I agree with Kieck. If not shown the color, most beekeepers would have difficulty discerning the differences between races in under a year, yet alone the diffences within a variety of bee. As it turns out, we probably distinguish the races based on a small number of pheontypic differences (such as color). If anyone knows the answer, I would be interested in hearing how much genetic varience their is between "races" as compared to within a given race of bee.


----------



## adamf (Jan 28, 2006)

Kieck said:


> The difference between an "ecotype" and a "race" or a "subspecies" is pretty small. This comes down to figurative hair-splitting, in my opinion. I doubt much difference exists within races or subspecies; that is to say, I think the differences among "ecotypes" (if they exist) within _Apis mellifera carnica_ must be much smaller than the differences among races.

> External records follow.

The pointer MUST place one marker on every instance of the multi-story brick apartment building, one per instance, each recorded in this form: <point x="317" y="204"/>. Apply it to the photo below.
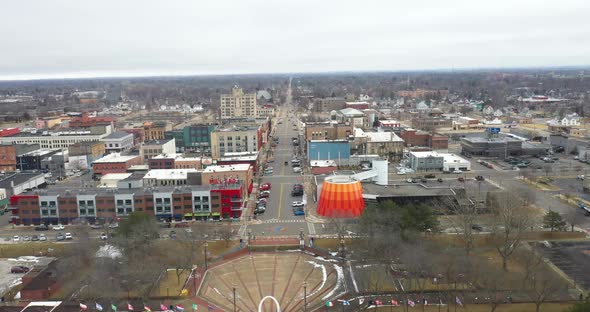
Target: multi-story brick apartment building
<point x="114" y="163"/>
<point x="433" y="141"/>
<point x="103" y="205"/>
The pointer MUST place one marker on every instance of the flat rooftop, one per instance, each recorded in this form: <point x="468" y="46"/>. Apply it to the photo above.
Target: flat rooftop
<point x="157" y="142"/>
<point x="227" y="168"/>
<point x="169" y="174"/>
<point x="73" y="191"/>
<point x="40" y="152"/>
<point x="117" y="135"/>
<point x="17" y="178"/>
<point x="115" y="158"/>
<point x="406" y="190"/>
<point x="482" y="139"/>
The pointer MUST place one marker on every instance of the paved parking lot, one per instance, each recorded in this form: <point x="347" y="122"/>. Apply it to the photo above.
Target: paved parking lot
<point x="572" y="258"/>
<point x="9" y="280"/>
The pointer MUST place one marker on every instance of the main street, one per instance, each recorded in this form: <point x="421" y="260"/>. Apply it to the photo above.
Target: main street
<point x="279" y="219"/>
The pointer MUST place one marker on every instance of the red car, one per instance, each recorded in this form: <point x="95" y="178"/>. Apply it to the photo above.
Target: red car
<point x="19" y="269"/>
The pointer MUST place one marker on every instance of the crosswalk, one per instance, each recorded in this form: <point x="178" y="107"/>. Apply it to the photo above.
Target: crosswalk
<point x="284" y="221"/>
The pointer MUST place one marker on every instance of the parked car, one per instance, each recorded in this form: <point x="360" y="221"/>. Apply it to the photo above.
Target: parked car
<point x="19" y="269"/>
<point x="297" y="193"/>
<point x="477" y="227"/>
<point x="41" y="227"/>
<point x="298" y="212"/>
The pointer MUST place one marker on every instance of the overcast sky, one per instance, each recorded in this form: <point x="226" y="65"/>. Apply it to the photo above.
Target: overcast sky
<point x="90" y="38"/>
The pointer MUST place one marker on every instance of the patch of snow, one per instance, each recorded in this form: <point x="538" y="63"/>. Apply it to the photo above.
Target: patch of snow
<point x="339" y="282"/>
<point x="356" y="288"/>
<point x="324" y="277"/>
<point x="108" y="251"/>
<point x="31" y="259"/>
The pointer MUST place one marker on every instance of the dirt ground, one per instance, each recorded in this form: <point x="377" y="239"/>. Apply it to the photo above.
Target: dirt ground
<point x="525" y="307"/>
<point x="286" y="276"/>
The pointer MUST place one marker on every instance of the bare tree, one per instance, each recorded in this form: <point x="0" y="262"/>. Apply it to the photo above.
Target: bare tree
<point x="225" y="233"/>
<point x="541" y="288"/>
<point x="463" y="215"/>
<point x="572" y="217"/>
<point x="511" y="217"/>
<point x="186" y="249"/>
<point x="548" y="168"/>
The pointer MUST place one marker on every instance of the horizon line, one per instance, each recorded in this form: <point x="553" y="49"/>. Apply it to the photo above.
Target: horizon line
<point x="189" y="75"/>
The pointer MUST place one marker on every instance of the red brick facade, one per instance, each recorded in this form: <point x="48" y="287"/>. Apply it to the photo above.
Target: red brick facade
<point x="424" y="139"/>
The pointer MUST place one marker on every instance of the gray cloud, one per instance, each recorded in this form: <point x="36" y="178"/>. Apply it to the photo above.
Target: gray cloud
<point x="69" y="38"/>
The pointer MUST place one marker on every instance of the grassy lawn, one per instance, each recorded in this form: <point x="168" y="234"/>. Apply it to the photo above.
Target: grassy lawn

I think the poster was asking about differences in "ecotypes" within the context of several books that define regional adaptations of Honey Bees as "Ecotype".

The authors' classification scheme seems to run (from specific to general):
Line -> Strain -> Ecotype -> Race

They state that there are physiological and behavioral differences at the "Ecotype" level that differentiate populations from more general morphometric "Race" level characteristiscs.

Adam Finkelstein
www.vpqueenbees.com


----------



## Kieck (Dec 2, 2005)

What's the difference between an "ecotype" and a "strain?"

What's the difference between an "ecotype" and a "race?"

And what's the difference between a "race" and a "subspecies?"

Not trying to argue the point, but I think this is splitting metaphorical hairs.


----------



## Aspera (Aug 1, 2005)

Such terms are likely to fall by the wayside now that reliable genetic markers and rapid transportation are becoming normal. As for behavioral adaptation vs. morphometrics vs. enzymatics: They all have an underlying genetic basis. Its just a matter of time before we start using more abstract, yet more predictive descriptors such as correlating phenotypes with chromosomal loci. This research is well underway in man, mice, corn, rice, arabodopsis and fruit flies. Now that the honey bee genome is sequenced, beekeepers are not far behind.


----------



## adamf (Jan 28, 2006)

Kieck said:


> What's the difference between an "ecotype" and a "strain?"
> 
> What's the difference between an "ecotype" and a "race?"
> 
> ...


Sure. I agree. However these terms were used in book written in 1988 by one of the world's most respected honey bee breeding authorities. If you or I know there's not much difference in the terms, then there's no big deal. 

Adam Finkelstein
www.vpqueenbees.com


----------



## adamf (Jan 28, 2006)

*Selection is King!*



Aspera said:


> Such terms are likely to fall by the wayside now that reliable genetic markers and rapid transportation are becoming normal. As for behavioral adaptation vs. morphometrics vs. enzymatics: They all have an underlying genetic basis. Its just a matter of time before we start using more abstract, yet more predictive descriptors such as correlating phenotypes with chromosomal loci. This research is well underway in man, mice, corn, rice, arabodopsis and fruit flies. Now that the honey bee genome is sequenced, beekeepers are not far behind.


The original poster was interested in phenotypes because one can select
based on confirmation to phenotype (morphometrics). A large portion of the
world's successful bee breeders use simple selection based on
morphometrics as a foundation in their breeding programs.

The terminology is moot. Do biologists all agree on taxonomy based on a genetic
relatedness (Cladistics) versus a morphological relatedness? Certainly not.

Sequence data from the Honey Bee genome will be used to elucidate honey bee
genetics and biology, certainly. Sequence data doesn't substitute for
simple selction based on performance evaluation and confirmation to morphometrics.

Adam Finkelstein
www.vpqueenbees.com


----------



## Kieck (Dec 2, 2005)

> The original poster was interested in phenotypes because one can select
> based on confirmation to phenotype (morphometrics). A large portion of the
> world's successful bee breeders use simple selection based on
> morphometrics as a foundation in their breeding programs. -adam f


I think phenotypes are important in breeding programs, especially when looking at specific traits. However, look at the bees in any average hive, and you'll find a wide variation in phenotypes among the workers. And the phenotypes of the workers often do not match the phenotypes of their queen. For example, a cordovan queen may have a wide range of colors among her offspring, not all cordovan.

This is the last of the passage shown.